For i = 1 To Cells(Rows.Count, "B").End(xlUp).Row
と書くのではなくて、
n = Cells(Rows.Count, "B").End(xlUp).Row
For i = 1 To n
ですよ。よろしいですねっ!
あとは、綺麗なコードという意味では、いつも口をすっぱくして言っている For文 や IF文 の中の字下げですね。段落分けをしたら同じ階層の行の頭はきちんと揃えておくと間違いなく、美的なコードになりますし、ループや分岐の処理が区別し易く解り易くなります。
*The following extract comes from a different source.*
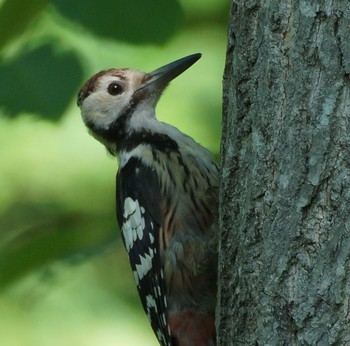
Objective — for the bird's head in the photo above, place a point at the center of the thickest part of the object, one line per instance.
(110, 98)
あとまた、「構文のすっきり」と「ロジックのすっきり」は、分けて考える必要があります。今回の話は、全部が前者の関連の話です。後者の「ロジックのすっきり」の話しに関しましては、また話しが大変長くなる恐れがありますので、もし機会がありましたらまたお話してみたいと思います。
最後に、今日の話のまとめになりますが、
とにかく、世間では「マクロが少々できる」というだけで凄い人なんですから、それで背伸びをしたり、他人の目を気にして見てくれに走って書けなくなるなんて、実に勿体ない話です。そんなことは気にせずに、どんどん書く、どんどんExcelの自動化を達成していく、それだけを考えてやっていくようしてください。
しかも、プログラムのコードいうのは、自分の苦労の歴史が垣間見えるヘタな書き方や、コメントアウトの足跡を残した(汚めの)ほうが、かえって将来の自分の為にはなる思いますよ。
大変話長くなりまして恐縮ですが、
本日は以上です。
たかぼうさん、こう私に反論するぐらいですから、相当に自信のあるVBA上級者かと思いますが、
だからと言って、Excelの自動化できてます?
Excelマクロの上級者とは、Excelの作業を短時間でどんどん次々に自動化していける人の事を指して言うのでありまして、
時間掛かる書き方するVBA上級者を、マクロ上級者とは呼びません!
当講座では、そのように中級者や上級者の定義をしています。
『最初わたし「何でなんだろう?」と、そう不思議に思ったわけですが、』
とありますが、
例文1と例文2は、同じ処理ではありませんよ。
例文1の書き方はさすがにどうかと思いますが。
シートやセルを選択(select)するかどうかというのは、大きな違いです。
マクロの記録をそのまま加工せずに使うというのはコードを書けない初心者がやる事で、中~上級者に推奨すべき事ではないかなと思います。